Feb. 3 (UPI) — Two federal judges across the country from each other issued two separate and equally different decisions late Friday — one refusing to extend an injunction against President Donald Trump’s U.S. travel suspension and one blocking its effect nationwide.
First, U.S. District Judge Nathaniel M. Gorton, in Boston, said in a preliminary 21-page ruling that he would not extend a seven-day restraining order that has prevented the travel restrictions from being implemented this week.
Opponents claimed the so-called “travel ban” would cause irreparable harm for immigrants.
“In order to obtain a preliminary injunction or temporary restraining order, the moving party must establish 1) a reasonable likelihood of success on the merits, 2) the potential for irreparable harm if the injunction is withheld, 3) a favorable balance of hardships and 4) the effect on the public interest,” Gorton wrote in his decision. “Because plaintiffs have not demonstrated that they are likely to succeed on the merits of any of their claims, an extension of the restraining order at the present time is not warranted.”

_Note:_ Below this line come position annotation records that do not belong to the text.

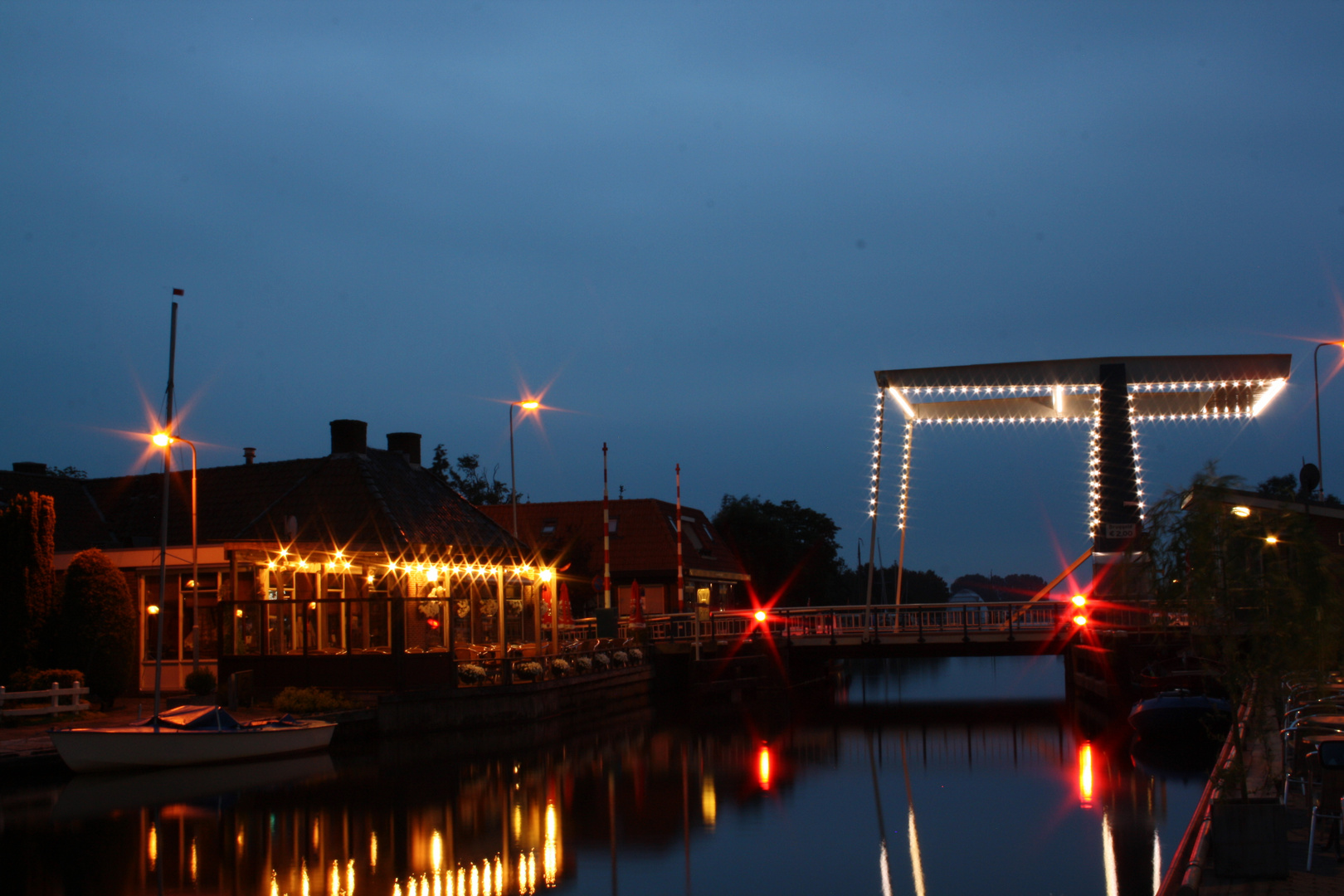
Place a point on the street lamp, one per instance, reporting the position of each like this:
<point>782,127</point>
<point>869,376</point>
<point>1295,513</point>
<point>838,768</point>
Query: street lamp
<point>1316,381</point>
<point>163,441</point>
<point>513,475</point>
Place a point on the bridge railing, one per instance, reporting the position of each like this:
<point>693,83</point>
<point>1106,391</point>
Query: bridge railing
<point>1036,620</point>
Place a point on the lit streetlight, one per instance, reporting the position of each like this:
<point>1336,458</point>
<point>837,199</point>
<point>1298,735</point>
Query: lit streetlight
<point>513,475</point>
<point>1316,381</point>
<point>163,441</point>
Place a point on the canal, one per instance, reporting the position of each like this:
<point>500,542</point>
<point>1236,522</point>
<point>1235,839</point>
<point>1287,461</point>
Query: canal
<point>913,777</point>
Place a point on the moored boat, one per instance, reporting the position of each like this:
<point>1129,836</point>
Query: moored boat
<point>187,737</point>
<point>1179,715</point>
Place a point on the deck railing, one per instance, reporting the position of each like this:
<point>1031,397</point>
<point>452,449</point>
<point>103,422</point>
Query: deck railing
<point>51,694</point>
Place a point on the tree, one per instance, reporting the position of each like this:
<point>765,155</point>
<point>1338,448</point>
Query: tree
<point>788,550</point>
<point>27,605</point>
<point>1283,488</point>
<point>1261,592</point>
<point>470,480</point>
<point>99,625</point>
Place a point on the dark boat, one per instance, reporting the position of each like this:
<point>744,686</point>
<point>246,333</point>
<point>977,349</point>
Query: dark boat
<point>1181,716</point>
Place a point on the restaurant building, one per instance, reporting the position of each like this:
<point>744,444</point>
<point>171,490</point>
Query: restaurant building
<point>357,570</point>
<point>567,535</point>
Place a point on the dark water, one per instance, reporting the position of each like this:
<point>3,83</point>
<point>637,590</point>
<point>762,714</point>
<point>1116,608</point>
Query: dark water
<point>945,777</point>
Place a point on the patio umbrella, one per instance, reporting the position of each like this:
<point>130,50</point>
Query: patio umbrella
<point>566,613</point>
<point>636,605</point>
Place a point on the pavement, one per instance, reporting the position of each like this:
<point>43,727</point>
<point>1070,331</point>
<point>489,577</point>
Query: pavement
<point>1327,874</point>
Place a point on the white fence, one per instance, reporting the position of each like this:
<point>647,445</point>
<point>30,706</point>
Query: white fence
<point>54,694</point>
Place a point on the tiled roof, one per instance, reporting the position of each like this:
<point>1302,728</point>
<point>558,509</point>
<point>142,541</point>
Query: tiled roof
<point>644,539</point>
<point>357,501</point>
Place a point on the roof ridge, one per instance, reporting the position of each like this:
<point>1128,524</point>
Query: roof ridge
<point>320,464</point>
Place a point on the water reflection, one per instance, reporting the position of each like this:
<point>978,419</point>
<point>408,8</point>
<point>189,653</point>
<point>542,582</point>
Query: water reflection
<point>637,805</point>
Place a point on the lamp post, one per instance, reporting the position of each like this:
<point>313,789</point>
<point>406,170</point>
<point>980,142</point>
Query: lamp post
<point>1316,382</point>
<point>163,441</point>
<point>513,476</point>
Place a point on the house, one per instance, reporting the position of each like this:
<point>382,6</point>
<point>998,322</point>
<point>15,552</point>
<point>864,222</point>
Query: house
<point>569,533</point>
<point>353,570</point>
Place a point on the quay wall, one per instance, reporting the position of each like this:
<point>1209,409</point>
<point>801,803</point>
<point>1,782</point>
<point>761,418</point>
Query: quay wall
<point>448,709</point>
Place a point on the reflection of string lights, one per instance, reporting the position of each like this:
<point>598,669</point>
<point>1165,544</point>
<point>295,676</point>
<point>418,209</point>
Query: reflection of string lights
<point>548,865</point>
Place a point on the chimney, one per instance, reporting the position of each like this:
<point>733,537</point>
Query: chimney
<point>407,444</point>
<point>350,437</point>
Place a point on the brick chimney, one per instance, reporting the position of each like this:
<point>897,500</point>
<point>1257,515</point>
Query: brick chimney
<point>407,444</point>
<point>350,437</point>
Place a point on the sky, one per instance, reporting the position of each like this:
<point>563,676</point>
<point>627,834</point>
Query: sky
<point>699,229</point>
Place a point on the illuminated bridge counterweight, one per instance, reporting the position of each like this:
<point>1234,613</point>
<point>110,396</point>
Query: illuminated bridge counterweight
<point>1109,394</point>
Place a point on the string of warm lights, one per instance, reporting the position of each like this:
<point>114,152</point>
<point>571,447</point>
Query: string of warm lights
<point>999,390</point>
<point>875,470</point>
<point>905,473</point>
<point>1001,419</point>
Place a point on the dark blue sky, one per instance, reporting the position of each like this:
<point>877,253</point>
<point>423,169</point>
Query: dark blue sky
<point>704,226</point>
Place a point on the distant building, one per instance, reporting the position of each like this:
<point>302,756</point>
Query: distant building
<point>643,550</point>
<point>355,570</point>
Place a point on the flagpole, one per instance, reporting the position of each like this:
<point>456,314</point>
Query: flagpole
<point>163,522</point>
<point>606,538</point>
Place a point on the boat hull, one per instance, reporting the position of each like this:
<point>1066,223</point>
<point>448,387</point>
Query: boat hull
<point>139,747</point>
<point>1170,718</point>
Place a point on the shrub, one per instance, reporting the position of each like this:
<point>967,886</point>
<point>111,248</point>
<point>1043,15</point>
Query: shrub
<point>99,625</point>
<point>201,683</point>
<point>305,700</point>
<point>470,674</point>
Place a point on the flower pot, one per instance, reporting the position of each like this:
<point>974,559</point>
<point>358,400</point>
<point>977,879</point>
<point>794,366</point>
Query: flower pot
<point>1250,837</point>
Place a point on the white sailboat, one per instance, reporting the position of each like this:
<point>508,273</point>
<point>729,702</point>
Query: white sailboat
<point>187,737</point>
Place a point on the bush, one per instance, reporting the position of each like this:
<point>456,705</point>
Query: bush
<point>307,700</point>
<point>201,683</point>
<point>99,625</point>
<point>470,674</point>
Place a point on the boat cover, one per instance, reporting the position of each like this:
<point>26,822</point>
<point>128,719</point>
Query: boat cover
<point>195,719</point>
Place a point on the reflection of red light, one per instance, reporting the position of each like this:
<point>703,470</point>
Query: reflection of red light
<point>1085,776</point>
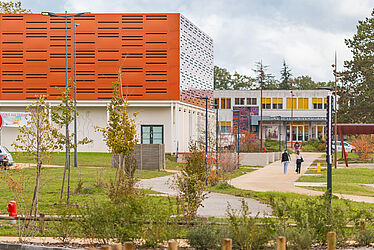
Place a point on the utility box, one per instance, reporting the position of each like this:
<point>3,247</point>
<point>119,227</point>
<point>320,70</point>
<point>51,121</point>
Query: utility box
<point>148,157</point>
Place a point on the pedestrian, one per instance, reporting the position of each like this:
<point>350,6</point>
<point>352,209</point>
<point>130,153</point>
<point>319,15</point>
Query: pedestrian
<point>286,158</point>
<point>296,145</point>
<point>299,160</point>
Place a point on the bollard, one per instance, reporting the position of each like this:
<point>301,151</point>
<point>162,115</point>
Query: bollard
<point>129,246</point>
<point>281,243</point>
<point>172,245</point>
<point>226,244</point>
<point>41,223</point>
<point>117,247</point>
<point>363,225</point>
<point>331,241</point>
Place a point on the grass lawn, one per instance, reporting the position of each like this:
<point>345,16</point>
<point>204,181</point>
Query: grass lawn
<point>265,196</point>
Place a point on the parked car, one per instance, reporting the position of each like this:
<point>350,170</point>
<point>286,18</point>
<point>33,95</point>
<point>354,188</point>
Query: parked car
<point>6,158</point>
<point>348,147</point>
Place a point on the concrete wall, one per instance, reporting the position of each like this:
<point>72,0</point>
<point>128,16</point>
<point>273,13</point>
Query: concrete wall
<point>260,159</point>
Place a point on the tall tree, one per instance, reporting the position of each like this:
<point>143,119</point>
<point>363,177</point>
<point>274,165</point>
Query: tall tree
<point>222,78</point>
<point>268,79</point>
<point>357,92</point>
<point>241,82</point>
<point>285,80</point>
<point>38,140</point>
<point>12,8</point>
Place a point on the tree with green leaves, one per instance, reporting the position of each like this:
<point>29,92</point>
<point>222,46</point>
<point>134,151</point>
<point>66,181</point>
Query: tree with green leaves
<point>241,82</point>
<point>63,116</point>
<point>285,80</point>
<point>12,8</point>
<point>268,80</point>
<point>222,78</point>
<point>357,91</point>
<point>37,139</point>
<point>119,136</point>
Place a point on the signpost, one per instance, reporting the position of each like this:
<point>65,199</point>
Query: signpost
<point>329,144</point>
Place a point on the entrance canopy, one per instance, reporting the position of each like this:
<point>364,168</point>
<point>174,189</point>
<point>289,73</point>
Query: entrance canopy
<point>353,129</point>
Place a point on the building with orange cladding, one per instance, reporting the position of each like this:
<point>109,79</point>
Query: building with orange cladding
<point>164,62</point>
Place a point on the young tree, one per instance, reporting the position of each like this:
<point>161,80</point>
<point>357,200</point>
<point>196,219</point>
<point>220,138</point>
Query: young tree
<point>38,139</point>
<point>119,136</point>
<point>63,116</point>
<point>222,78</point>
<point>241,82</point>
<point>285,82</point>
<point>12,8</point>
<point>356,94</point>
<point>267,79</point>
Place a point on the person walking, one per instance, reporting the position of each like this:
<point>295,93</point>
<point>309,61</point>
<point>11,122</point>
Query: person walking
<point>286,158</point>
<point>299,160</point>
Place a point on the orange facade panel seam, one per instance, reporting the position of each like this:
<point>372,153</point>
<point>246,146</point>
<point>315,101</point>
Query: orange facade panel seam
<point>144,48</point>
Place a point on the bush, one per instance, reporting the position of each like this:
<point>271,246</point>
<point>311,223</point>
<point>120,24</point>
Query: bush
<point>244,231</point>
<point>134,217</point>
<point>364,238</point>
<point>313,214</point>
<point>203,236</point>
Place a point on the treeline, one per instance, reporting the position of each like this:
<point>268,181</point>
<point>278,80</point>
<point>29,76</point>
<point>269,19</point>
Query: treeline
<point>223,79</point>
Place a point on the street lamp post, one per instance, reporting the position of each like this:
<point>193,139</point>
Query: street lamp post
<point>335,113</point>
<point>67,145</point>
<point>206,136</point>
<point>329,141</point>
<point>75,99</point>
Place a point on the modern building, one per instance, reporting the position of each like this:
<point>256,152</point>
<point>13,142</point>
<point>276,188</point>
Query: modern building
<point>164,62</point>
<point>302,110</point>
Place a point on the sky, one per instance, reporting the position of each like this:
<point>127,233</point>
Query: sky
<point>304,33</point>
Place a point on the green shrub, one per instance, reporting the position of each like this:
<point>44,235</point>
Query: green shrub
<point>244,230</point>
<point>134,217</point>
<point>315,215</point>
<point>364,238</point>
<point>203,236</point>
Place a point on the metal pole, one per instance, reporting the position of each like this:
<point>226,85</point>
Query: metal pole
<point>75,100</point>
<point>206,138</point>
<point>238,138</point>
<point>335,117</point>
<point>217,128</point>
<point>66,86</point>
<point>329,145</point>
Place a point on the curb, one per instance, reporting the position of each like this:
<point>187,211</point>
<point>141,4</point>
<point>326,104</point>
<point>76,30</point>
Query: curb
<point>11,246</point>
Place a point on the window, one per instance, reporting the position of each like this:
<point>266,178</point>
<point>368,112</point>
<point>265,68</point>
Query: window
<point>251,101</point>
<point>289,101</point>
<point>303,103</point>
<point>225,103</point>
<point>239,101</point>
<point>152,134</point>
<point>216,103</point>
<point>277,103</point>
<point>317,103</point>
<point>266,103</point>
<point>225,127</point>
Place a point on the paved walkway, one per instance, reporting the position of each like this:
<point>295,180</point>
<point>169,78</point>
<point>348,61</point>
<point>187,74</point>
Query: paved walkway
<point>215,205</point>
<point>271,178</point>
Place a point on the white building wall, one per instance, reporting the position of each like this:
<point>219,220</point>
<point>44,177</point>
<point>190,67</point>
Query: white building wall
<point>181,122</point>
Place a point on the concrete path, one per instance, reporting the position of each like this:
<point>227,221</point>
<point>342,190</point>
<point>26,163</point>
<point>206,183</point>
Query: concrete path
<point>215,205</point>
<point>271,178</point>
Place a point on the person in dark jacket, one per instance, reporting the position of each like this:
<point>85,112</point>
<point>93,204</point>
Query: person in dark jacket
<point>286,158</point>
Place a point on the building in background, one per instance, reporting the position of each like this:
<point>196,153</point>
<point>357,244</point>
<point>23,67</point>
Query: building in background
<point>306,112</point>
<point>164,61</point>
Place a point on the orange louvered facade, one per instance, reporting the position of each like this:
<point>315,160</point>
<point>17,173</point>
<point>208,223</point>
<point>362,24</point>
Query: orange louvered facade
<point>144,47</point>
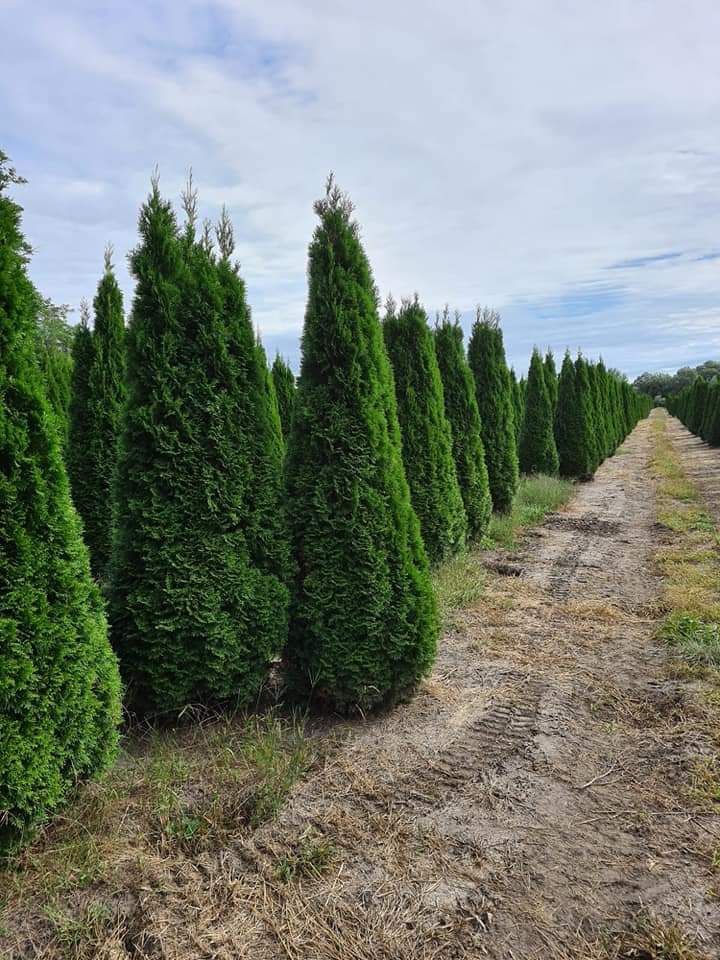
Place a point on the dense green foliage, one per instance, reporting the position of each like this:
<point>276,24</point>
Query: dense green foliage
<point>463,416</point>
<point>198,606</point>
<point>493,389</point>
<point>284,381</point>
<point>596,410</point>
<point>698,407</point>
<point>364,625</point>
<point>59,685</point>
<point>425,431</point>
<point>671,384</point>
<point>55,340</point>
<point>537,450</point>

Trump’s order, signed last week, suspends the U.S. government’s refugee program for 120 days, bars Syrian refugees indefinitely and prohibits U.S. entry for immigrants of seven predominantly Muslim countries — Iran, Iraq, Syria, Libya, Sudan, Somalia and Yemen.
A short time later on Friday, though, U.S. District Court Judge James Robart, in Seattle, upheld a challenge to Trump’s order from the attorneys general of Washington state and Minnesota and issued another temporary national restraining order.
“The state has met its burden in demonstrating immediate and irreparable injury,” Robart said
The Boston ruling was thought to be a key victory for the Trump administration on the matter, but the subsequent Seattle decision represented the biggest legal setback yet in the battle over the president’s directive — as it effectively blocks it across the United States.
“[The] decision, effective immediately, effective now, puts a halt to President Trump’s unconstitutional and unlawful executive order,” Washington State Attorney General Bob Ferguson said. “It puts a stop to it immediately, nationwide.
“What the judge announced today was nationwide; the president’s executive order does not apply.”
Both judges were appointed by former President George W. Bush.
Trump’s administration did not immediately comment on either ruling Friday.